Deux raisons expliquent ce phénomène. D'abord, les institutions scolaires n'ont pas toujours les moyens financiers pour offrir du soutien aux enseignants qui accueillent cette clientèle. Ensuite, comme tout va très vite dans notre société, les professeurs et les étudiants n'ont pas le temps de se parler autant qu'ils le souhaiteraient.  Dans les  circonstances, on ne peut que lever notre chapeau aux enseignants qui font ce travail. Cela demande un investissement en temps et en énergie plus grand qu'avec les autres étudiants. Les professeurs doivent être de fins psychologues pour arriver à créer un climat de confiance entre les étudiants handicapés et eux. À mon sens, c'est la base de la réussite académique d'une personne atteinte d'un handicap physique. Même si un étudiant est très motivé, si ses enseignants n'acceptent de s'impliquer, la réussite de l'étudiant peut, parfois,  être compromise.

Cette notion d'investissement est représentée dans la conclusion. Lors d'une conversation entre Kevin et son professeur d'histoire, on comprend pourquoi Kevin est révolté et se défoule sur tout le monde. Il est fatigué d'être pris en pitié par ses professeurs. Il préfère vivre sa vie même s'il doit, parfois, faire des erreurs. L'attitude de Kevin est très juste, parce quand on y pense, c'est parfois  en faisant des erreurs qu'on apprend le plus dans la vie.
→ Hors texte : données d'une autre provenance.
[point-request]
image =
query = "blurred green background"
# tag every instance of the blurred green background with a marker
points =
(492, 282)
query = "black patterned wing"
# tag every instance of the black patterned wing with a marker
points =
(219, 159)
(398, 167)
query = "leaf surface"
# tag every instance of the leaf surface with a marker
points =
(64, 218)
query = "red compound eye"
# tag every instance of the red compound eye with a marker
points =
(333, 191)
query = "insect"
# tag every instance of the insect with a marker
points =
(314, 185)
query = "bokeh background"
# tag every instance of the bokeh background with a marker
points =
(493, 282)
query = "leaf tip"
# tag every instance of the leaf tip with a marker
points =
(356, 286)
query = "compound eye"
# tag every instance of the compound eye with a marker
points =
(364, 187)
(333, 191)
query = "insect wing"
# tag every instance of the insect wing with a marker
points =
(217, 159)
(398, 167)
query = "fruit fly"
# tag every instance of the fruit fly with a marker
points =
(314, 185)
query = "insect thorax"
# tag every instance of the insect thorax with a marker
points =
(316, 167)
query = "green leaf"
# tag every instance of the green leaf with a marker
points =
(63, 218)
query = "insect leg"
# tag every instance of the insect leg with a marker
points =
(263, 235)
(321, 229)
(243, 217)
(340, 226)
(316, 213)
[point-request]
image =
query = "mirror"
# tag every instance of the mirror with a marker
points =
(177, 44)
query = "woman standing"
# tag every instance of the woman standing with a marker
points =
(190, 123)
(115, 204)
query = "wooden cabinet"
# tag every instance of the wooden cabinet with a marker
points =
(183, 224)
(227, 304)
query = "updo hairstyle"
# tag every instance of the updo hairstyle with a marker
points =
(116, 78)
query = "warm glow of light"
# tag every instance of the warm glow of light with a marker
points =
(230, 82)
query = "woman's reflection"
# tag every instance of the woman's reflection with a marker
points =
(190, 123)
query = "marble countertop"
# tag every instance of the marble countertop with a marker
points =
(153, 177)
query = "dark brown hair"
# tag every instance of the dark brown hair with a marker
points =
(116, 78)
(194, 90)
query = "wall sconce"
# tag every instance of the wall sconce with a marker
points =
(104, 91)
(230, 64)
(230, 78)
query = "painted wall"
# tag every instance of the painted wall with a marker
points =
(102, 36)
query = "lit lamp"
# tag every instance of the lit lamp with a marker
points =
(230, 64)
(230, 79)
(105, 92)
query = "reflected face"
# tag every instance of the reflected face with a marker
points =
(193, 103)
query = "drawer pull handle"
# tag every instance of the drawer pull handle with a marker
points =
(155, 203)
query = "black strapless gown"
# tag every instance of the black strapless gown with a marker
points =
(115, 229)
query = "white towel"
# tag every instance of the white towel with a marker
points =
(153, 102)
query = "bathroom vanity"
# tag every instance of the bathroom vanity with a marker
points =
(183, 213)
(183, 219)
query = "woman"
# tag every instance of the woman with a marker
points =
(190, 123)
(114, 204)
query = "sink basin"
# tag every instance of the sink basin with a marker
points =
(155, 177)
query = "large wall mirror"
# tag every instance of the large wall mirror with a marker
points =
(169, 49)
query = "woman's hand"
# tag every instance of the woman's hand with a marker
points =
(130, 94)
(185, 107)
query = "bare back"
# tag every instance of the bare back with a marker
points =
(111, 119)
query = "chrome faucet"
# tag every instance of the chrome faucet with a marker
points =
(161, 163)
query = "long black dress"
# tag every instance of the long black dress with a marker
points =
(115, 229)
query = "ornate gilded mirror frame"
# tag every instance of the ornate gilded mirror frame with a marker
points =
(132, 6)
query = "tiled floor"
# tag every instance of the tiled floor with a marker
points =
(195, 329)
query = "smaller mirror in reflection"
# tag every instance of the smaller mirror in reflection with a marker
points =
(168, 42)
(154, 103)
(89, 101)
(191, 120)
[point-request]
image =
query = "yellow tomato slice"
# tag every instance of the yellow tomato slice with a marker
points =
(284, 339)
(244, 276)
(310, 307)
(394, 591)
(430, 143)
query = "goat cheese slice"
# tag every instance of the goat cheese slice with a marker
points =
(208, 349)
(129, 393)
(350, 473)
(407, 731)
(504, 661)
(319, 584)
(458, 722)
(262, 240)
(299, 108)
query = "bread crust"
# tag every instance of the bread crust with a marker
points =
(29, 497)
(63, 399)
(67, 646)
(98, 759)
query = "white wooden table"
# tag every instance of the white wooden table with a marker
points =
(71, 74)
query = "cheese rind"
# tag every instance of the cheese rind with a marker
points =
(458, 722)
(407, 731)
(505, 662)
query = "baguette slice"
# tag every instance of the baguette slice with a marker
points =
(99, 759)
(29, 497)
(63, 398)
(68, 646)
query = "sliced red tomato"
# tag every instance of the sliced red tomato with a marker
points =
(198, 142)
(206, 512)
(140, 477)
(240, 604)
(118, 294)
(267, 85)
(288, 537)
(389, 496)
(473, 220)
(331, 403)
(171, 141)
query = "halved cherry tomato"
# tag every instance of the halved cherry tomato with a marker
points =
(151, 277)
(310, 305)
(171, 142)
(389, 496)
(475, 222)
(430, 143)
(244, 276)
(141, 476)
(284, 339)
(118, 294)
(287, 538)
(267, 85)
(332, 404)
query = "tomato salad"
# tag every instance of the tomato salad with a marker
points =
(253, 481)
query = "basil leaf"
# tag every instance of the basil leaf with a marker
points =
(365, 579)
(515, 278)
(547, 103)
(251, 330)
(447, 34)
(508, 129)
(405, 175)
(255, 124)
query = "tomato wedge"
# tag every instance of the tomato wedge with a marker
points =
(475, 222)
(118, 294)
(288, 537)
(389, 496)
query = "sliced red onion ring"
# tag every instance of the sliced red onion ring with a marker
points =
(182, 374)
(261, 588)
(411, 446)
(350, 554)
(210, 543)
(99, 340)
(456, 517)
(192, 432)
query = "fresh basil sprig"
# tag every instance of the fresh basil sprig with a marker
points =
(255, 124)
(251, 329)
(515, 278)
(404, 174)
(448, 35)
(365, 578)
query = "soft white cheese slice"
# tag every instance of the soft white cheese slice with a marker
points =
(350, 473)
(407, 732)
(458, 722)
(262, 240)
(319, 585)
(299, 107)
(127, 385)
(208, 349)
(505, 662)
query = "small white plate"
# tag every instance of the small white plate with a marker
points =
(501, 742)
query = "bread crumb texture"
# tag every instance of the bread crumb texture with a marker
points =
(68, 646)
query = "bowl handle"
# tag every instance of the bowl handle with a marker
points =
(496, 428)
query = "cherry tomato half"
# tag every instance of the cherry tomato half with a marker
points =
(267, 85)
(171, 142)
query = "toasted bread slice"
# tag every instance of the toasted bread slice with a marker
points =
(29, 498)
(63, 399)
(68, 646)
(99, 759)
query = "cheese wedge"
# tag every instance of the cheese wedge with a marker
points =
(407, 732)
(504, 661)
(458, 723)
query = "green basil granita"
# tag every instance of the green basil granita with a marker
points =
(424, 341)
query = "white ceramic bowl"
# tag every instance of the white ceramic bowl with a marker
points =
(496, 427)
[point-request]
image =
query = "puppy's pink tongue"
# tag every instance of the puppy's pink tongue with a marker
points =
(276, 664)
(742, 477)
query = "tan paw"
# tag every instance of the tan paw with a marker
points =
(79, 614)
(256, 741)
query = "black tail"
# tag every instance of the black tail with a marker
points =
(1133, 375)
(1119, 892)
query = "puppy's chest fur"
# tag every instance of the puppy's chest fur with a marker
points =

Malgré la volonté de Kevin, la réaction des enseignants n'est pas surprenante. Bien souvent, le seul contact qu'ils ont eu avec la réalité d'une personne atteinte de paralysie cérébrale provient des téléthons ou des médias. Ces deux moyens sont un bon point de départ, mais il faut se rappeler que, dans le cas des  téléthons, l'objectif est d'amasser de l'argent. Cette réalité oblige les organisateurs à donner l'impression à la population qu'une personne atteinte de paralysie cérébrale doit être prise en pitié. Ceci est un mythe populaire parce que ces personnes n'ont pas l'impression de faire pitié, mais d'être des personnes à part entière. Dans le cas des médias, ils présentent, trop souvent, des cas exceptionnels dans le but d'avoir le plus grand nombre de lecteurs ou d'obtenir la plus grande cote d'écoute.

L'initiative de Radio-Canada est un véritable vent de fraîcheur pour les personnes atteintes de paralysie cérébrale. Malgré le progrès réalisé au cours des années pour intégrer  les  personnes handicapées dans la société, il ne faut pas se décourager. Avec le temps, les croyances populaires finissent par évoluer. Pour atteindre cet objectif, on ne peut qu'encourager l'équipe de 30 vies à nous faire vivre plusieurs autres beaux moments avec le personnage de Kevin Dufort et surtout dire à son interprète, Alexandre Vallerand, que son interprétation était magistrale et lui souhaiter la meilleure des chances dans l'avenir.